It's just goofy. Unless your argument is that any depiction of a witch is antisemitic?
That is actually getting closer to my perspective.
The faces of the victims of persecution seem to blend into these archetypes of despicableness in the mind of the persecutor.
I think that I can see this argument. The modern Halloween type witch - big nose, wears a hat, does magic, wants to do bad things to children . . . that fits with many anti-Jewish stereotypes, and I haven't been able to figure out exactly where that depiction came from. Seems entirely plausible that much of it was cribbed from old anti-Jewish propaganda. It ends up being kind of a chicken and egg thing. Did the witch come from the antisemitic tropes, or did the tropes come from the attempt to associate Jewish people with something bad that already existed.
You need to analyze this from the perspective of the persecutors because that is where the issue originates.
The overlapping characteristics of the victims of the witch crazes and antisemitic violence do not overlap because there are actual a priori overlapping characteristics of the different groups of victims.
The apparent overlap of characteristics is due to these characteristics being projections of the persecutors onto the different groups of victims.
For example, witches and Jews were both accused of practicing black magic. Of course, the practice of black magic is not an overlapping characteristic of the victim groups but reflects only the concern/delusion of the persecutors projected on both groups.
And so it is with other overlapping characteristics.

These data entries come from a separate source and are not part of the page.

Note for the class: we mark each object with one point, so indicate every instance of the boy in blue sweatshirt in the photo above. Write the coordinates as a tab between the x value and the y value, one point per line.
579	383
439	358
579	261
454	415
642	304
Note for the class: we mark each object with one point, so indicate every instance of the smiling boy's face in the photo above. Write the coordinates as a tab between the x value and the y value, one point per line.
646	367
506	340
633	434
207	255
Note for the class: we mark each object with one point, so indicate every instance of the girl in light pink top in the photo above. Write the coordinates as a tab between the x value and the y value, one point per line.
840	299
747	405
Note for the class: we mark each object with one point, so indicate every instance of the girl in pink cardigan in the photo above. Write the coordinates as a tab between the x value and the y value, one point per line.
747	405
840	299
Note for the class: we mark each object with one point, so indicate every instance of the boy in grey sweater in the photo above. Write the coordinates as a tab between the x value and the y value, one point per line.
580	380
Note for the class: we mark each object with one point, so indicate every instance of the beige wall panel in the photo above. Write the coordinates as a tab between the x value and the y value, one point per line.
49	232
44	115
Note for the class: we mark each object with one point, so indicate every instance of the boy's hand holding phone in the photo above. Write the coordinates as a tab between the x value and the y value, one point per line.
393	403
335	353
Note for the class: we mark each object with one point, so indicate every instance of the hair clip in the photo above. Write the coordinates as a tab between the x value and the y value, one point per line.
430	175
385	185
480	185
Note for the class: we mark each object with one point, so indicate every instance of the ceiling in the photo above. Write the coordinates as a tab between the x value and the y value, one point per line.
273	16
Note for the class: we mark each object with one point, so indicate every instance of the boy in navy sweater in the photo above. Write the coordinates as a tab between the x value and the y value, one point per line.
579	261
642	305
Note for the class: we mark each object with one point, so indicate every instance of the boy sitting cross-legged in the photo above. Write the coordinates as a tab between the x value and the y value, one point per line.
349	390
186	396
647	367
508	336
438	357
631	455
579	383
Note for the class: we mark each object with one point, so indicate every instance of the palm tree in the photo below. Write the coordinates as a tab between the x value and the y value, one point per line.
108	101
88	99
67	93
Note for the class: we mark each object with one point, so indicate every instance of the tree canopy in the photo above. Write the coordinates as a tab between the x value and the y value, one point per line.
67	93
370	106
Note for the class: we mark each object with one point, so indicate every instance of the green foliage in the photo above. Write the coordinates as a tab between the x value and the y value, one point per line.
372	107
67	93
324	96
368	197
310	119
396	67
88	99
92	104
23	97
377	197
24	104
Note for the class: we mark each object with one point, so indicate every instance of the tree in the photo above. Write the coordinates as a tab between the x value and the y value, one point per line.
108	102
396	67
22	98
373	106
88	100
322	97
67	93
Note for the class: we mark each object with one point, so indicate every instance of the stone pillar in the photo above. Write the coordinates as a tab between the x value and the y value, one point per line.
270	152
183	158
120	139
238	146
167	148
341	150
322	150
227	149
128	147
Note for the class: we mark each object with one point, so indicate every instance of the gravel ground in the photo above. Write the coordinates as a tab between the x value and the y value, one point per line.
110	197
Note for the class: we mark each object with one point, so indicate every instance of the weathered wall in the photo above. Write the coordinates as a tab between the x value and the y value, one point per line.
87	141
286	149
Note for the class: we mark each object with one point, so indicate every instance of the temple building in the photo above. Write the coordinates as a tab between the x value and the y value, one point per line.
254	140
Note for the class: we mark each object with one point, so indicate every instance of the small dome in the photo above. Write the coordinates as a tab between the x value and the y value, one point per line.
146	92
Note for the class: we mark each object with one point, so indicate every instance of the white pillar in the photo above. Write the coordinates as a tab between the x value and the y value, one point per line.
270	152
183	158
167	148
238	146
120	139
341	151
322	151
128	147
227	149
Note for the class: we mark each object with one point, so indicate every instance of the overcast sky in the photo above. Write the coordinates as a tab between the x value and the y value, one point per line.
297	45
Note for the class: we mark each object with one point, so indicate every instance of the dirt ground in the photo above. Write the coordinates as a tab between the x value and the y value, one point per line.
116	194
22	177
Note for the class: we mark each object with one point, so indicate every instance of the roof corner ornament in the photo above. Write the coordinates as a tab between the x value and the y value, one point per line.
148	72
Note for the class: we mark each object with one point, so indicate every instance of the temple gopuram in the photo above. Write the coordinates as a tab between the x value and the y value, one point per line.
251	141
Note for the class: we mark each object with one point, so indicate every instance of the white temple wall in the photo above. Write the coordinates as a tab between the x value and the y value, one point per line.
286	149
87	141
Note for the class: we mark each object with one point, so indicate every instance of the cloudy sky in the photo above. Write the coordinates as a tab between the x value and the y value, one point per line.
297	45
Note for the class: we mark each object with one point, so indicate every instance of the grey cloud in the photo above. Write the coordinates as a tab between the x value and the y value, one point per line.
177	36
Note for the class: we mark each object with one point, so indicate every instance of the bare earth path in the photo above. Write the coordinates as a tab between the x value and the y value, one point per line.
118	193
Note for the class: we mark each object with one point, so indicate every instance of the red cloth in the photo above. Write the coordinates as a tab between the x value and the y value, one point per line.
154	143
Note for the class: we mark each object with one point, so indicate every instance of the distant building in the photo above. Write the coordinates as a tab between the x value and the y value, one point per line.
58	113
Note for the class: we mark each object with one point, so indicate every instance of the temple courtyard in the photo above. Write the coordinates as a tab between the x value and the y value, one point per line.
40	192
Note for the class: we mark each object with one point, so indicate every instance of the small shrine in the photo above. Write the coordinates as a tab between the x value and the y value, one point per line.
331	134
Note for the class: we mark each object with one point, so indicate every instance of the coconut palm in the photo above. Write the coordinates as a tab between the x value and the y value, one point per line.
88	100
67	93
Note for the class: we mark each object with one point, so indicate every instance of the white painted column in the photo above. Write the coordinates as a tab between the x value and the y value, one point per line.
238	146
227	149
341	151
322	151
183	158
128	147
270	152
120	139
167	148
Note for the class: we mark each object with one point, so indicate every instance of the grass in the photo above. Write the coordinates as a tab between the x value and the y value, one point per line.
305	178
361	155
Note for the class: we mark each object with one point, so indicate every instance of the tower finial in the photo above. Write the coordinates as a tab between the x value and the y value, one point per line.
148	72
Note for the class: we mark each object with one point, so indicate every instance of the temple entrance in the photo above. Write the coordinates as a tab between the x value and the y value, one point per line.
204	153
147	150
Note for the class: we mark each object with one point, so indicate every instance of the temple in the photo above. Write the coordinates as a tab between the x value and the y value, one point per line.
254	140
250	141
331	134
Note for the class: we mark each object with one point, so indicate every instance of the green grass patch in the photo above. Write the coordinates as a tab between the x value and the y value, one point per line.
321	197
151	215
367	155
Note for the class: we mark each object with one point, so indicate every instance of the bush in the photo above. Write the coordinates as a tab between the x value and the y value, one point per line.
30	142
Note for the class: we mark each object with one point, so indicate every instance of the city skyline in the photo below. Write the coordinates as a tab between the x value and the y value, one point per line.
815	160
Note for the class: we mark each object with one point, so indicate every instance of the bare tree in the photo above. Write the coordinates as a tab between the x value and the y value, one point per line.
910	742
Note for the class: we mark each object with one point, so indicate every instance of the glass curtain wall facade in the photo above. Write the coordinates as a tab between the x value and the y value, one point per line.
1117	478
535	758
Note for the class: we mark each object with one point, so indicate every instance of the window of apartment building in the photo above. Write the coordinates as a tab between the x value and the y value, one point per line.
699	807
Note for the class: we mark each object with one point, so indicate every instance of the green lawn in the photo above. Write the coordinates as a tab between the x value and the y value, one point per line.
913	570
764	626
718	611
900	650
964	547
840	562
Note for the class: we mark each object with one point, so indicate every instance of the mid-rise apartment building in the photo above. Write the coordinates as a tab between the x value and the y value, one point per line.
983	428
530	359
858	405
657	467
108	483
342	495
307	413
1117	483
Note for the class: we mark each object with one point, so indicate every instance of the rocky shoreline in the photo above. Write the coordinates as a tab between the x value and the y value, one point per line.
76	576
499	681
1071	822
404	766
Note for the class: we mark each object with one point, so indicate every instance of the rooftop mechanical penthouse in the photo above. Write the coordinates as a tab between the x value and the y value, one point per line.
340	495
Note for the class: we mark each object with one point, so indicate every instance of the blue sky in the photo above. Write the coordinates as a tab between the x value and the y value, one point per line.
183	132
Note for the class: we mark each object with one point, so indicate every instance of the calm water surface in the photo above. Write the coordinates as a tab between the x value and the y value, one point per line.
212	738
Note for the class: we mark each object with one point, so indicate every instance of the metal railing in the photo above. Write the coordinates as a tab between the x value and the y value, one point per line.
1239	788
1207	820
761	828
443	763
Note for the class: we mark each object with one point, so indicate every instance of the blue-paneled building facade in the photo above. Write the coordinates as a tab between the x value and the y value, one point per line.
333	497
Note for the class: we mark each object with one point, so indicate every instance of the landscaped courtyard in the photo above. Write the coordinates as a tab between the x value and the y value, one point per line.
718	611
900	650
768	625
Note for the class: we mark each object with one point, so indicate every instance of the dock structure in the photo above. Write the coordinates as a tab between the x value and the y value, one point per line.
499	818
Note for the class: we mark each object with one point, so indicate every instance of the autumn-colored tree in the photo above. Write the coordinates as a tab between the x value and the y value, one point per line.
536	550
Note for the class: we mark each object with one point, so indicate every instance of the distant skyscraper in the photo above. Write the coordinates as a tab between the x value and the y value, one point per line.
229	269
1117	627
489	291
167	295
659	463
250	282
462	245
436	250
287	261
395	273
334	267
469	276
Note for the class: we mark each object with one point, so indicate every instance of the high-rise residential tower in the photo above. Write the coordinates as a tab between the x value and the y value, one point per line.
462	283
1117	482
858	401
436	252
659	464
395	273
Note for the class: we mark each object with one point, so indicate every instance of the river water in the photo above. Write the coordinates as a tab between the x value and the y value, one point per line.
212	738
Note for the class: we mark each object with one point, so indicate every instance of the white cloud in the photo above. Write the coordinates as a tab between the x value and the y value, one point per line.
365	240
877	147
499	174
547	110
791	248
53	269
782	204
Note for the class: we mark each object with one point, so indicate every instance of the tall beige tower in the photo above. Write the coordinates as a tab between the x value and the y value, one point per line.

But if the concern is about depiction of witches in general, why does everyone gets upset about Dahl's work and nobody gets upset about the Wizard of Oz? I feel like the outrage stems not from the depiction, but simply from a desire to make the author's works seem worse than they really are.
While it is certainly in bad taste to use witches, who were typically older single women living at the margins of society when they became victims, as props for anything.
But there are differences between the Wizard of Oz and Dahl´s The Witches.
Basically, The Witches is a full blown conspiracy theory and Dahl only uses the witches as placeholders for Jews. And the man did this intentionally, without a doubt.
The Wizard of Oz is a different matter. Again, it is important to realize that any characteristic attributed to witches and shown in the movie is not a quality pertaining to actual witches, of which there weren´t any ever, but a projection of those persecuting those accused of witchcraft.
Maybe people can make fun of witches today because of the fact that there never was a witch to begin with. In a way, those who perished in the witch crazes were posthumously exonerated via the realization that the crime of witchcraft never existed in the first place.
It is kind of a disassociation of the concept "witch" and the actual victims, allowing people to have fun with the new, fully fictional idea of a witch. I find that disrespectful to the victims, however.
In other words, the link between mass murder and the idea of witches has been severed in the mind of many; and even the most disturbing fantasies about witches can become part of popular culture because there aren´t and there never will be any witches in harms way.
The issue with antisemitism is different. Jews were and are persecuted because they are Jews. Of course, modern antisemites do not accuse Jews of practicing black magic, but in contrast to witches who disappeared from the physical world with the end of the belief in black magic (in the West), Jews are still very much around and often in harms way.